俺がどんな表情をしているのかを、神田先輩がどんな表情をしているのかを、俺は知りたくなかったからだ。
お前たち二年生の階ここだよな、と神田先輩は言うと、三階へと続く階段に足を掛ける音が聞こえた。それと同時に俺は感謝の言葉を述べて、神田先輩とは別れた。
松葉づえを使って、休み時間の廊下を歩いていると、人の視線をかなり奪う。あまり話したことがない同級生のサッカー部員も、俺の顔と包帯が巻かれた足、そして松葉づえを見ると、「どうした?骨折か」と声をかけてくる。
そうだよ、と適当にあしらい、俺は自分の教室へと向かう。二年生になった今、同じサッカー部員は同じクラスにはいない。一年生の時、一緒だった凌太や渡辺とは別のクラスになってしまった。
しかし、自分のクラスにたどり着く前に、噂を聞きつけてしまった凌太が俺の元へと駆けつけてきた。
「透真、大丈夫?骨折って話を聞いたけど」
噂が広まる速度、早すぎるだろ。
だが、今まで一度も休んだことがない俺が朝練習に来なかった時点で様々な憶測が広まっていたのだろう。
「ああ。問題はない。ただの疲労骨折だ。けど、完治するまでしばらくかかるらしい」
「しばらくって、どれくらい?」
素早く質問を返された。
きっと凌太の頭の中には全国中学サッカー大会のことしかないだろう。
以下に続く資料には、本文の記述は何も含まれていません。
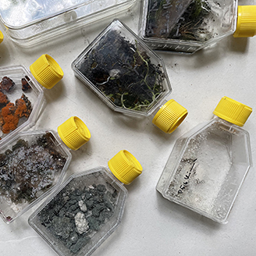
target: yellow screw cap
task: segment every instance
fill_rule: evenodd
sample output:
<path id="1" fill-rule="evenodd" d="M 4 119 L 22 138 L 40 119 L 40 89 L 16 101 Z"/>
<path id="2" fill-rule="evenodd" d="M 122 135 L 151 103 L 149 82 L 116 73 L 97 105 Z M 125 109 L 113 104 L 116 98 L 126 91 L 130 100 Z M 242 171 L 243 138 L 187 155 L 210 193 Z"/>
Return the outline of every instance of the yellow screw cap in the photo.
<path id="1" fill-rule="evenodd" d="M 256 34 L 256 5 L 239 5 L 234 37 L 254 37 Z"/>
<path id="2" fill-rule="evenodd" d="M 45 88 L 52 88 L 63 77 L 63 71 L 56 61 L 45 54 L 30 67 L 34 77 Z"/>
<path id="3" fill-rule="evenodd" d="M 2 31 L 0 31 L 0 44 L 4 40 L 4 35 L 2 34 Z"/>
<path id="4" fill-rule="evenodd" d="M 72 116 L 61 124 L 58 133 L 65 144 L 73 150 L 77 150 L 91 139 L 87 126 L 76 116 Z"/>
<path id="5" fill-rule="evenodd" d="M 155 114 L 152 123 L 166 133 L 172 133 L 187 116 L 187 110 L 174 100 L 168 101 Z"/>
<path id="6" fill-rule="evenodd" d="M 226 96 L 213 112 L 215 116 L 239 126 L 244 125 L 251 112 L 251 108 Z"/>
<path id="7" fill-rule="evenodd" d="M 135 157 L 126 150 L 118 152 L 108 165 L 115 176 L 126 185 L 140 175 L 143 169 Z"/>

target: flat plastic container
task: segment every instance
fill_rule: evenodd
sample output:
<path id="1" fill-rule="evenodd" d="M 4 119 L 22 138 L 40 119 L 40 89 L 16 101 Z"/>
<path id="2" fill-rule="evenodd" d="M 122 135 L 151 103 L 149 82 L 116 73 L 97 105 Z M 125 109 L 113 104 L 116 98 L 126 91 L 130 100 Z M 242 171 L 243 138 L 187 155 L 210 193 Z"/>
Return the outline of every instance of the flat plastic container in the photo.
<path id="1" fill-rule="evenodd" d="M 224 224 L 252 166 L 251 108 L 223 97 L 212 120 L 180 137 L 157 184 L 162 196 Z"/>
<path id="2" fill-rule="evenodd" d="M 51 89 L 63 76 L 48 55 L 38 58 L 30 71 L 21 65 L 0 67 L 0 144 L 35 123 L 44 104 L 44 89 Z"/>
<path id="3" fill-rule="evenodd" d="M 171 93 L 160 57 L 114 20 L 73 62 L 75 75 L 110 108 L 148 116 Z"/>
<path id="4" fill-rule="evenodd" d="M 58 133 L 21 132 L 1 145 L 0 216 L 7 224 L 59 186 L 71 161 L 69 149 L 78 149 L 91 137 L 77 117 L 59 126 Z"/>
<path id="5" fill-rule="evenodd" d="M 144 0 L 139 35 L 152 49 L 191 54 L 233 34 L 236 20 L 236 0 Z"/>
<path id="6" fill-rule="evenodd" d="M 29 47 L 127 9 L 136 0 L 2 0 L 1 20 L 16 43 Z"/>
<path id="7" fill-rule="evenodd" d="M 29 218 L 30 225 L 61 256 L 91 255 L 117 228 L 129 184 L 142 172 L 121 151 L 98 167 L 71 176 Z"/>

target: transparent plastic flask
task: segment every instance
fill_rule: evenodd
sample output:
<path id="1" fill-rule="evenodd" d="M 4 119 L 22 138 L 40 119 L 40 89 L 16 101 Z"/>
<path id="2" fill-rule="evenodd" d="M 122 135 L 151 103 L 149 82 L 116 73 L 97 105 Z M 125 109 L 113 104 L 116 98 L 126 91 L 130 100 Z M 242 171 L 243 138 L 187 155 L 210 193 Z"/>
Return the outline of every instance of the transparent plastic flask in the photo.
<path id="1" fill-rule="evenodd" d="M 252 109 L 223 97 L 215 118 L 180 137 L 158 180 L 166 199 L 227 222 L 252 165 L 249 133 L 240 128 Z"/>
<path id="2" fill-rule="evenodd" d="M 222 38 L 254 37 L 256 5 L 236 0 L 144 0 L 140 37 L 152 49 L 191 54 Z"/>
<path id="3" fill-rule="evenodd" d="M 108 165 L 72 175 L 29 218 L 59 255 L 91 255 L 120 223 L 127 197 L 123 184 L 142 167 L 125 150 Z"/>
<path id="4" fill-rule="evenodd" d="M 172 87 L 162 59 L 119 20 L 76 58 L 72 69 L 116 112 L 143 117 L 162 109 L 153 123 L 158 126 L 162 122 L 159 128 L 167 133 L 173 130 L 170 123 L 180 123 L 187 114 L 173 100 L 166 103 Z"/>
<path id="5" fill-rule="evenodd" d="M 91 138 L 84 123 L 73 116 L 51 130 L 18 133 L 0 147 L 0 215 L 6 223 L 57 187 L 70 163 L 69 151 Z"/>
<path id="6" fill-rule="evenodd" d="M 48 55 L 30 69 L 21 65 L 0 67 L 0 144 L 34 124 L 44 101 L 44 89 L 52 88 L 63 76 Z"/>

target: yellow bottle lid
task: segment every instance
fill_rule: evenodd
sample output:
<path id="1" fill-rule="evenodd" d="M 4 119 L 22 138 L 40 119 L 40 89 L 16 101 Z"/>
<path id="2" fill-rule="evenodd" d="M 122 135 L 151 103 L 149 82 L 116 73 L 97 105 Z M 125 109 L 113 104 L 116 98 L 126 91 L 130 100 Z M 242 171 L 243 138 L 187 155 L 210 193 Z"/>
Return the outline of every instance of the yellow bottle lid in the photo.
<path id="1" fill-rule="evenodd" d="M 58 127 L 58 133 L 65 144 L 77 150 L 91 139 L 89 129 L 78 117 L 72 116 Z"/>
<path id="2" fill-rule="evenodd" d="M 108 165 L 114 176 L 126 185 L 140 175 L 143 169 L 135 157 L 126 150 L 118 152 Z"/>
<path id="3" fill-rule="evenodd" d="M 52 88 L 63 77 L 63 71 L 56 61 L 45 54 L 30 67 L 34 77 L 47 89 Z"/>
<path id="4" fill-rule="evenodd" d="M 256 34 L 256 5 L 239 5 L 234 37 L 254 37 Z"/>
<path id="5" fill-rule="evenodd" d="M 4 40 L 4 35 L 2 34 L 2 31 L 0 31 L 0 44 Z"/>
<path id="6" fill-rule="evenodd" d="M 244 126 L 251 112 L 251 108 L 226 96 L 213 112 L 219 118 L 239 126 Z"/>
<path id="7" fill-rule="evenodd" d="M 187 110 L 174 100 L 168 101 L 158 111 L 152 123 L 166 133 L 172 133 L 187 116 Z"/>

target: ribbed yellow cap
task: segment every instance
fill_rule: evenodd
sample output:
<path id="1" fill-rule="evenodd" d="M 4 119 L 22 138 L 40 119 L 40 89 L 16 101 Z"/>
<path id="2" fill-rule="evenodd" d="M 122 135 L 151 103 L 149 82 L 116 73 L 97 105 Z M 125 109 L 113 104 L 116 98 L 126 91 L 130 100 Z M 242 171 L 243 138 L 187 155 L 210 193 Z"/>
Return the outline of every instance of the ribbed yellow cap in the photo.
<path id="1" fill-rule="evenodd" d="M 52 88 L 63 77 L 63 71 L 55 60 L 45 54 L 30 67 L 34 77 L 45 88 Z"/>
<path id="2" fill-rule="evenodd" d="M 235 37 L 254 37 L 256 34 L 256 5 L 239 5 L 237 8 Z"/>
<path id="3" fill-rule="evenodd" d="M 143 169 L 135 157 L 126 150 L 118 152 L 108 165 L 114 176 L 127 185 L 140 175 Z"/>
<path id="4" fill-rule="evenodd" d="M 187 110 L 174 100 L 168 101 L 155 114 L 152 123 L 166 133 L 172 133 L 187 116 Z"/>
<path id="5" fill-rule="evenodd" d="M 76 116 L 72 116 L 61 124 L 58 133 L 65 144 L 73 150 L 77 150 L 91 139 L 89 129 Z"/>
<path id="6" fill-rule="evenodd" d="M 4 35 L 2 34 L 2 31 L 0 31 L 0 44 L 4 40 Z"/>
<path id="7" fill-rule="evenodd" d="M 239 126 L 244 126 L 251 112 L 251 108 L 226 96 L 213 112 L 215 116 Z"/>

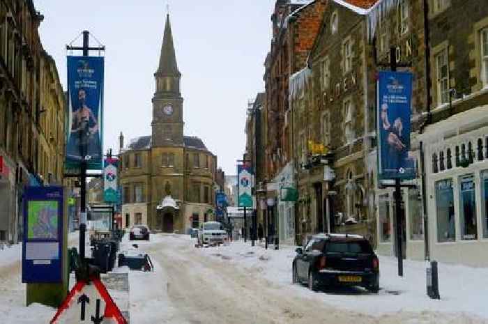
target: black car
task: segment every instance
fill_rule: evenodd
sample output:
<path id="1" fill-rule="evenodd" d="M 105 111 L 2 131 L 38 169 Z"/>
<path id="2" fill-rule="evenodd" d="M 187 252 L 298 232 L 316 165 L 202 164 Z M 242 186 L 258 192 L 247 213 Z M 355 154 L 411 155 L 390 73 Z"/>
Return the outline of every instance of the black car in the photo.
<path id="1" fill-rule="evenodd" d="M 369 242 L 352 234 L 317 234 L 296 249 L 293 282 L 316 291 L 328 286 L 361 286 L 377 293 L 379 261 Z"/>
<path id="2" fill-rule="evenodd" d="M 149 240 L 149 229 L 145 225 L 136 225 L 130 229 L 129 240 Z"/>

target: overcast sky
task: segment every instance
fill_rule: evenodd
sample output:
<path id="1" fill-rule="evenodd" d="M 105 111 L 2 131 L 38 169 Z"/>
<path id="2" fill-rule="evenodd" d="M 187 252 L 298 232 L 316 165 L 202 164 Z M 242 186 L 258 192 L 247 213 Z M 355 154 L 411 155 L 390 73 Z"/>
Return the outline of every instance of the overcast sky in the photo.
<path id="1" fill-rule="evenodd" d="M 34 0 L 45 50 L 66 89 L 66 45 L 89 30 L 105 45 L 104 153 L 121 131 L 150 135 L 153 74 L 167 13 L 182 74 L 185 134 L 201 137 L 227 174 L 245 146 L 247 100 L 263 91 L 274 0 Z M 91 45 L 95 45 L 91 39 Z M 81 38 L 73 45 L 81 45 Z"/>

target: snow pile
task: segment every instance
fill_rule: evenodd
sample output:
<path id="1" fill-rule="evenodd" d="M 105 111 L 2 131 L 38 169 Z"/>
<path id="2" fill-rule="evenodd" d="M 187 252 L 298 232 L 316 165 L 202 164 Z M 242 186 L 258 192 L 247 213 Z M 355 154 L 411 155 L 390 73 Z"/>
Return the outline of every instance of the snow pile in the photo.
<path id="1" fill-rule="evenodd" d="M 441 299 L 434 300 L 426 295 L 423 262 L 406 260 L 404 276 L 399 277 L 396 259 L 380 256 L 379 294 L 371 294 L 363 288 L 338 288 L 314 294 L 300 285 L 291 284 L 296 247 L 280 245 L 280 250 L 274 250 L 271 245 L 266 250 L 262 243 L 255 247 L 250 245 L 250 242 L 238 241 L 228 246 L 198 251 L 208 257 L 252 271 L 273 283 L 289 286 L 304 298 L 314 296 L 344 309 L 351 309 L 354 305 L 355 310 L 372 315 L 429 311 L 467 313 L 488 318 L 488 307 L 485 306 L 488 293 L 484 288 L 488 286 L 488 268 L 439 264 Z"/>

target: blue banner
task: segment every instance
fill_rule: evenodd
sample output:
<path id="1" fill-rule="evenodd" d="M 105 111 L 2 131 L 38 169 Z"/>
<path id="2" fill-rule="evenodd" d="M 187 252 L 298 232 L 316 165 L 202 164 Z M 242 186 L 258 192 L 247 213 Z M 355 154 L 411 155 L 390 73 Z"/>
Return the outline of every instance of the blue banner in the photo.
<path id="1" fill-rule="evenodd" d="M 409 155 L 412 74 L 381 71 L 378 81 L 380 179 L 415 178 Z"/>
<path id="2" fill-rule="evenodd" d="M 102 169 L 103 68 L 101 56 L 68 56 L 67 167 L 86 162 Z"/>
<path id="3" fill-rule="evenodd" d="M 26 187 L 24 194 L 22 282 L 61 282 L 63 187 Z"/>

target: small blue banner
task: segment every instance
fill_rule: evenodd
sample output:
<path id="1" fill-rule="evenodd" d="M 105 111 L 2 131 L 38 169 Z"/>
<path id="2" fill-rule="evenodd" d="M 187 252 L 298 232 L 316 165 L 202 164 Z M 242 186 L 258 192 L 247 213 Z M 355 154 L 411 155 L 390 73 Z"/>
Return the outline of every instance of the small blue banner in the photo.
<path id="1" fill-rule="evenodd" d="M 103 69 L 101 56 L 68 56 L 67 167 L 83 160 L 102 169 Z"/>
<path id="2" fill-rule="evenodd" d="M 378 81 L 378 145 L 380 179 L 415 178 L 410 156 L 412 74 L 381 71 Z"/>
<path id="3" fill-rule="evenodd" d="M 63 187 L 26 187 L 22 282 L 62 281 Z"/>

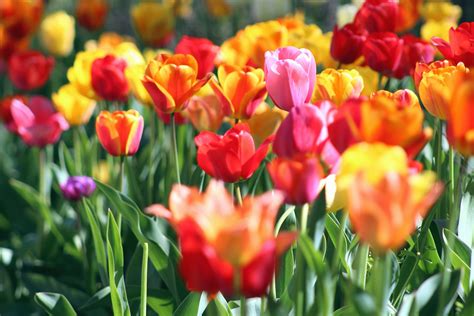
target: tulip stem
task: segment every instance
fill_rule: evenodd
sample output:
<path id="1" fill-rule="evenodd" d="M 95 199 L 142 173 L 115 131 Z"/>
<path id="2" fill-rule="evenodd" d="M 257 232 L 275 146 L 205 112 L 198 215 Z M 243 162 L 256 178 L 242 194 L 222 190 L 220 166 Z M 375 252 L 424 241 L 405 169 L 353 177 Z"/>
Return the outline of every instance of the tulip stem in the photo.
<path id="1" fill-rule="evenodd" d="M 452 150 L 452 149 L 450 149 Z M 454 201 L 453 201 L 453 208 L 450 212 L 450 217 L 449 217 L 449 224 L 448 224 L 448 229 L 452 234 L 448 234 L 447 236 L 447 241 L 444 244 L 443 247 L 443 261 L 444 261 L 444 269 L 442 271 L 442 277 L 441 277 L 441 286 L 440 286 L 440 298 L 438 300 L 438 310 L 437 310 L 437 315 L 444 315 L 446 314 L 443 309 L 445 308 L 445 302 L 446 302 L 446 297 L 445 293 L 447 291 L 447 288 L 449 286 L 449 274 L 448 271 L 451 269 L 451 258 L 449 256 L 449 248 L 453 249 L 453 243 L 454 243 L 454 234 L 456 230 L 456 226 L 458 224 L 459 220 L 459 213 L 461 211 L 461 199 L 462 199 L 462 182 L 463 182 L 463 177 L 464 173 L 467 170 L 467 162 L 468 159 L 462 158 L 462 163 L 459 168 L 459 175 L 458 175 L 458 182 L 457 182 L 457 187 L 456 190 L 454 191 Z M 454 182 L 454 153 L 453 153 L 453 163 L 451 164 L 450 162 L 450 167 L 452 169 L 450 170 L 450 181 Z M 454 186 L 454 184 L 450 184 Z"/>
<path id="2" fill-rule="evenodd" d="M 142 282 L 140 291 L 140 316 L 146 316 L 146 298 L 148 281 L 148 243 L 143 243 Z"/>
<path id="3" fill-rule="evenodd" d="M 306 234 L 306 226 L 308 223 L 309 204 L 306 203 L 301 208 L 300 217 L 300 235 Z M 305 314 L 305 294 L 306 294 L 306 282 L 305 282 L 305 262 L 301 247 L 296 248 L 296 304 L 295 304 L 295 316 L 303 316 Z"/>
<path id="4" fill-rule="evenodd" d="M 181 184 L 181 177 L 179 175 L 178 144 L 176 142 L 176 117 L 174 113 L 171 113 L 171 143 L 173 144 L 173 157 L 176 165 L 176 180 L 178 181 L 178 184 Z"/>

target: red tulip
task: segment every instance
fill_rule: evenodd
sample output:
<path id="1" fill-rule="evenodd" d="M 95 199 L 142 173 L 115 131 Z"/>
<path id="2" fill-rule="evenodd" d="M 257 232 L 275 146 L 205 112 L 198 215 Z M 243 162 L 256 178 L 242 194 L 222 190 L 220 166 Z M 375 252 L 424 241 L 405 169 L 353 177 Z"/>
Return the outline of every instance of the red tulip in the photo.
<path id="1" fill-rule="evenodd" d="M 197 162 L 208 175 L 225 182 L 248 179 L 267 155 L 271 138 L 255 148 L 246 123 L 235 125 L 223 136 L 203 131 L 194 138 Z"/>
<path id="2" fill-rule="evenodd" d="M 276 158 L 267 168 L 275 189 L 285 194 L 285 203 L 312 203 L 318 196 L 324 171 L 317 157 Z"/>
<path id="3" fill-rule="evenodd" d="M 54 59 L 37 51 L 14 53 L 8 61 L 8 77 L 17 89 L 33 90 L 44 86 L 54 67 Z"/>
<path id="4" fill-rule="evenodd" d="M 27 104 L 14 99 L 11 114 L 16 132 L 28 146 L 54 144 L 69 128 L 66 119 L 54 110 L 51 101 L 42 96 L 31 97 Z"/>
<path id="5" fill-rule="evenodd" d="M 107 101 L 125 102 L 128 97 L 129 86 L 125 77 L 125 59 L 107 55 L 97 58 L 92 63 L 92 88 L 98 96 Z"/>
<path id="6" fill-rule="evenodd" d="M 395 33 L 373 33 L 367 37 L 362 53 L 373 70 L 392 76 L 403 52 L 403 40 Z M 405 62 L 405 61 L 403 61 Z"/>
<path id="7" fill-rule="evenodd" d="M 366 0 L 354 18 L 354 24 L 369 33 L 394 32 L 398 16 L 398 1 Z"/>
<path id="8" fill-rule="evenodd" d="M 259 297 L 272 282 L 279 257 L 297 237 L 274 235 L 283 202 L 280 192 L 246 197 L 235 206 L 224 184 L 211 180 L 204 193 L 175 185 L 169 210 L 152 205 L 147 212 L 166 218 L 181 250 L 179 270 L 191 291 Z"/>
<path id="9" fill-rule="evenodd" d="M 474 22 L 452 27 L 449 30 L 449 43 L 438 37 L 434 37 L 431 42 L 446 59 L 455 64 L 463 62 L 466 67 L 474 67 Z"/>
<path id="10" fill-rule="evenodd" d="M 362 56 L 367 31 L 354 23 L 342 28 L 334 27 L 331 41 L 331 56 L 343 64 L 351 64 Z"/>
<path id="11" fill-rule="evenodd" d="M 183 36 L 176 45 L 176 54 L 190 54 L 198 63 L 197 78 L 202 79 L 214 70 L 215 60 L 219 54 L 219 46 L 207 38 Z"/>
<path id="12" fill-rule="evenodd" d="M 393 76 L 398 79 L 413 75 L 417 62 L 430 63 L 433 61 L 435 54 L 433 46 L 414 35 L 404 35 L 402 40 L 401 62 L 393 72 Z"/>

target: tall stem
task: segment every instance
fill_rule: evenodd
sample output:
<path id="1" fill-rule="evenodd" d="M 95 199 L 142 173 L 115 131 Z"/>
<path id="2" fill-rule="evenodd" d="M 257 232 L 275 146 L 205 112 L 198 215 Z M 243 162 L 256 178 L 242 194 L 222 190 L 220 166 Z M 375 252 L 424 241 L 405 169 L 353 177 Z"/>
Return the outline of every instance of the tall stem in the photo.
<path id="1" fill-rule="evenodd" d="M 178 144 L 176 141 L 176 118 L 175 114 L 171 113 L 171 142 L 173 144 L 173 158 L 176 167 L 176 179 L 178 184 L 181 184 L 181 176 L 179 174 L 179 157 L 178 157 Z"/>
<path id="2" fill-rule="evenodd" d="M 140 316 L 146 316 L 146 298 L 148 282 L 148 243 L 143 244 L 142 282 L 140 291 Z"/>
<path id="3" fill-rule="evenodd" d="M 306 226 L 308 223 L 309 204 L 303 205 L 300 217 L 300 234 L 306 234 Z M 296 248 L 296 304 L 295 316 L 303 316 L 305 313 L 305 264 L 303 252 L 300 247 Z"/>

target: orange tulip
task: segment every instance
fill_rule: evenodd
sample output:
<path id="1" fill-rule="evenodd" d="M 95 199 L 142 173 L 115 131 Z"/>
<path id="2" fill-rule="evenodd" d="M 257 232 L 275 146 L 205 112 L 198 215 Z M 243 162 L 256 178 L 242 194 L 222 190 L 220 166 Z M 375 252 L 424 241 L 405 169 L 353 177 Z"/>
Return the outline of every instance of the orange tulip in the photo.
<path id="1" fill-rule="evenodd" d="M 148 212 L 168 219 L 176 230 L 179 268 L 189 290 L 258 297 L 266 293 L 278 257 L 296 238 L 295 232 L 274 236 L 282 202 L 281 193 L 268 192 L 235 206 L 224 184 L 212 180 L 204 193 L 175 185 L 169 210 L 153 205 Z"/>
<path id="2" fill-rule="evenodd" d="M 449 143 L 464 156 L 474 156 L 474 75 L 458 75 L 449 102 Z"/>
<path id="3" fill-rule="evenodd" d="M 198 64 L 192 55 L 160 54 L 148 64 L 142 82 L 157 111 L 181 112 L 211 78 L 208 74 L 198 80 L 197 74 Z"/>
<path id="4" fill-rule="evenodd" d="M 262 69 L 221 65 L 210 85 L 225 113 L 236 119 L 248 119 L 267 97 Z"/>
<path id="5" fill-rule="evenodd" d="M 443 189 L 429 171 L 412 176 L 388 172 L 376 183 L 360 173 L 355 183 L 349 190 L 351 224 L 361 241 L 379 253 L 402 247 Z"/>
<path id="6" fill-rule="evenodd" d="M 436 61 L 429 65 L 418 63 L 415 68 L 415 85 L 425 108 L 432 115 L 446 119 L 449 101 L 454 89 L 452 82 L 459 73 L 467 73 L 462 62 L 457 65 L 450 61 Z"/>
<path id="7" fill-rule="evenodd" d="M 97 138 L 112 156 L 133 156 L 140 147 L 143 117 L 135 110 L 102 111 L 95 122 Z"/>

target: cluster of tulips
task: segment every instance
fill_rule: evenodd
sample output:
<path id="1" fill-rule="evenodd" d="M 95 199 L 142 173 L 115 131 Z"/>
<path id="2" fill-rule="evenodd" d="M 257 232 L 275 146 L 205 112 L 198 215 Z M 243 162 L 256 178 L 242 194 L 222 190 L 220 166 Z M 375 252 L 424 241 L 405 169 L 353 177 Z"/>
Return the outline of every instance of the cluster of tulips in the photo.
<path id="1" fill-rule="evenodd" d="M 54 67 L 73 51 L 74 17 L 57 12 L 41 20 L 41 0 L 2 1 L 0 73 L 11 93 L 0 100 L 0 118 L 15 135 L 11 141 L 39 149 L 39 199 L 48 208 L 45 169 L 64 167 L 64 161 L 54 164 L 57 152 L 73 153 L 74 166 L 66 168 L 71 176 L 58 184 L 91 228 L 86 235 L 99 265 L 90 270 L 91 291 L 108 286 L 114 314 L 130 315 L 121 240 L 133 233 L 135 245 L 144 248 L 141 315 L 147 309 L 165 313 L 147 295 L 148 260 L 180 313 L 202 309 L 193 309 L 201 306 L 194 296 L 179 300 L 179 278 L 188 291 L 207 293 L 206 304 L 224 302 L 216 305 L 219 315 L 235 306 L 245 314 L 245 298 L 260 298 L 261 314 L 278 304 L 297 316 L 331 315 L 336 306 L 342 306 L 339 315 L 364 314 L 355 298 L 339 302 L 340 291 L 370 293 L 368 304 L 378 315 L 429 306 L 409 299 L 421 282 L 410 274 L 400 285 L 394 271 L 402 275 L 424 262 L 420 253 L 433 240 L 433 220 L 456 232 L 461 200 L 471 194 L 474 23 L 451 27 L 445 39 L 399 35 L 417 23 L 420 3 L 367 0 L 349 23 L 329 33 L 306 24 L 301 14 L 290 15 L 249 25 L 220 46 L 185 35 L 173 50 L 142 52 L 132 38 L 104 33 L 75 52 L 67 83 L 58 85 L 54 77 L 62 74 Z M 225 1 L 206 4 L 214 15 L 229 14 Z M 143 1 L 131 17 L 144 43 L 164 47 L 173 40 L 174 17 L 189 10 L 191 1 Z M 76 18 L 97 30 L 107 11 L 105 0 L 78 1 Z M 56 61 L 27 48 L 38 27 Z M 72 149 L 63 148 L 68 130 Z M 93 150 L 97 141 L 102 149 Z M 164 174 L 157 173 L 156 148 L 168 156 Z M 47 158 L 48 150 L 56 154 Z M 127 177 L 134 159 L 147 162 Z M 157 177 L 166 179 L 159 189 Z M 133 192 L 145 189 L 151 193 L 147 205 L 134 202 Z M 106 225 L 91 213 L 102 213 L 104 205 L 113 211 Z M 145 226 L 161 239 L 145 233 Z M 473 304 L 473 272 L 459 264 L 460 255 L 448 254 L 461 241 L 443 236 L 442 259 L 428 273 L 440 271 L 439 293 L 431 294 L 439 315 L 455 309 L 455 291 L 446 293 L 458 268 L 467 282 L 456 285 L 462 293 L 456 300 L 466 308 Z M 470 252 L 471 246 L 465 248 Z M 414 253 L 413 267 L 399 268 L 395 254 L 407 258 L 404 253 Z M 180 275 L 166 275 L 175 259 Z M 394 291 L 399 296 L 390 299 Z M 60 297 L 55 304 L 74 312 Z M 240 303 L 230 307 L 226 299 L 236 297 Z M 54 314 L 54 304 L 36 299 Z"/>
俺が欠けたら。いや、チームの誰かが欠けたら俺たちは勝てない、とか言う青臭いことを思っているんだろう。
実際はスタメンだけで新人戦を優勝という結果を収めたくせに。
「四か月くらいかかるらしい。それに完治してもしばらくは痛みと一緒にサッカーをしなくちゃいけないらしい」
すらすらと言葉が、嘘が出てきた。